DIARIO DE ENVEJECIMIENTO 75.1
“Solo era un anciano…”, de la serie danesa El uniforme (2026), de Jonas Alexander Arnby
Martes, cuatro de agosto de dos mil veintiséis
La cita introductoria me asaltó ayer mientras cenaba y veía una serie pulcra, blanca, políticamente correctísima. Me sentía tranquilo hasta que, en la serie, inesperadamente, un lechuguino enunció la frase de la cita que me sacó del confort de mi patio de clausura, instalándome en un trivial malestar.
Yo también soy “solo” un anciano (cumplo 73 años dentro de una semana). No, no fue un descuido de los guionistas, es puro subconsciente colectivo agarrado a la realidad social como una abominable garrapata.
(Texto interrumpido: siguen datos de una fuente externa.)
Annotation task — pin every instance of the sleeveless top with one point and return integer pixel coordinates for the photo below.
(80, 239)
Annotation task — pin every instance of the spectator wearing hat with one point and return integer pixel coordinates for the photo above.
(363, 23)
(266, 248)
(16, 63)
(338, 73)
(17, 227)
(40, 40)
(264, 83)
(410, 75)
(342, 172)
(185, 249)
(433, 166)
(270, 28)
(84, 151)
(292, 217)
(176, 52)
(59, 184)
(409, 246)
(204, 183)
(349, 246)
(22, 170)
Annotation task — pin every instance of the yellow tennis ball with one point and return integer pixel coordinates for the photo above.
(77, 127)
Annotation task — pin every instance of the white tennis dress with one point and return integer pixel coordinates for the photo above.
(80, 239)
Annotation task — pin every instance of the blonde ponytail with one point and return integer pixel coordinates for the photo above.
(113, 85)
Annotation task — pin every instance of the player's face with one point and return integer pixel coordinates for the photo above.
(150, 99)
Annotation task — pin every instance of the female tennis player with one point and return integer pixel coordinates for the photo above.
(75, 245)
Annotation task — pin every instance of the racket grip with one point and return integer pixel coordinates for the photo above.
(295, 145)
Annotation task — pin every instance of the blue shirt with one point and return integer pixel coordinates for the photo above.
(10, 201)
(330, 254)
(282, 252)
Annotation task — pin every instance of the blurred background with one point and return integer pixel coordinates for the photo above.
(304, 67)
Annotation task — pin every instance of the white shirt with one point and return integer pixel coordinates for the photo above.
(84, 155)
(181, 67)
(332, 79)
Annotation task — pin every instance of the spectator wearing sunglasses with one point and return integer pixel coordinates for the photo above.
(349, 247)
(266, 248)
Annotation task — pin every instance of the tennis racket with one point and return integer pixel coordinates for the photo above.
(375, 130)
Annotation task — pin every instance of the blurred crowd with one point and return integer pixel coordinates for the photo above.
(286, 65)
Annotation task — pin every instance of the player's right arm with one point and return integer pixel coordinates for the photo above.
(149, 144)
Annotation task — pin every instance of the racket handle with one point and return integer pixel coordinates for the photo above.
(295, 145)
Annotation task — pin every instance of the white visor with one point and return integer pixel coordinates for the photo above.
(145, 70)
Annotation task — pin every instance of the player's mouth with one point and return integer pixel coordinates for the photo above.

Sí, para el grosero y descerebrado mundo en general los ancianos solo somos residuales, amortizados bultos sospechosos a los que hay que esquivar en la calle si se cruzan con nosotros y nos ven. Yo, como saludable ejercicio defensivo hago lo mismo con ellos: a todos los menores de sesenta años los esquivo (a los viejos también, pero solo por mi condición asocial y por el rechazo a la inexorable edad en mí mismo). Los ancianos estamos en guerra total con el mundo, lo sepamos o no, nos guste o no, lo queramos o no. Las hostilidades las han iniciado ellos. Pondré el ejemplo a través del mundo del arte y la ciencia: en la literatura apenas si existimos como personajes de importancia, en el cine tampoco; y en la ciencia, psicológica sin ir más lejos, los ensayos dirigidos a los comportamientos sociales y políticos, los viejos tampoco aparecemos; en los libros de autoayuda ni por asomo, no están pensados para nosotros. Ahora estoy leyendo a Gabriel Rolón (psicoanalista) en todos sus ejemplos clínicos no hay un solo viejo, ni de lejos (*). Las sesiones terapéuticas son para curar (el mundo debe pensar: para qué curar a un viejo, si se va a morir pasado mañana). Los ejemplos serían interminables. Sencillamente, no existimos.
En la serie, policías daneses jóvenes, reflexionan sobre si había que haber multado a un anciano que iba hablando por un móvil y conduciendo. Un policía le llamó la atención señalando con un dedo su infracción, pero no le multó; la conclusión de esos policías fue que el compañero hizo bien, porque tan “solo” era un anciano, algo así como una mierda de perro olvidada en la calle.
Ayer, el día, no tuvo demasiada importancia; la noche sí porque a la una me desperté sin motivo aparente y tardé mucho, mucho, en volver a dormirme. Hubo un momento que me pareció sentir angustia (lo digo por las resonancias de síntomas de los que habla Rolón en sus sesiones terapéuticas); pero el caso es que, para empezar, yo no tengo bien delimitadas la angustia y la ansiedad, ambas malas como serpientes venenosas. Lo miro en la IA: “La diferencia principal es que la ansiedad es un proceso mental y de anticipación, mientras que la angustia es una reacción física y paralizante”. Sí, puede que fuera angustia, en plena madrugada, porque me paralizaba el sueño. Pero no estoy seguro. El caso es que las cosas no fueron bien el lunes. Por Dios, qué larga se va a hacer la vejez y los insomnios…
(*) Me veo obligado a rectificar sobre la aparición de viejos en la obra de Rolón porque hoy por la mañana (ya editada esta entrada), ha asistido a su consulta Edelmiro, de 75 años, con un problema en su conciencia por haberse comportado prejuiciosamente con su hijo por culpa de la dichosa religión (judía en este caso). Eso sí, Rolón no le cobra, otra manera de discriminar a la vejez, pero bueno, había margen para entender y hasta celebrar el gesto de Gabriel Rolón.
La Fotografía: Autorretrato de 2022. Ahora soy cuatro años más anciano. Esta indeseable circunstancia me ahorrará dolores amorosos, pero no multas de tráfico, o sí, depende del guardia con el que me encuentre. Si es conmiserativo, como los daneses, o un estricto legalista. No sabría a quién preferiría.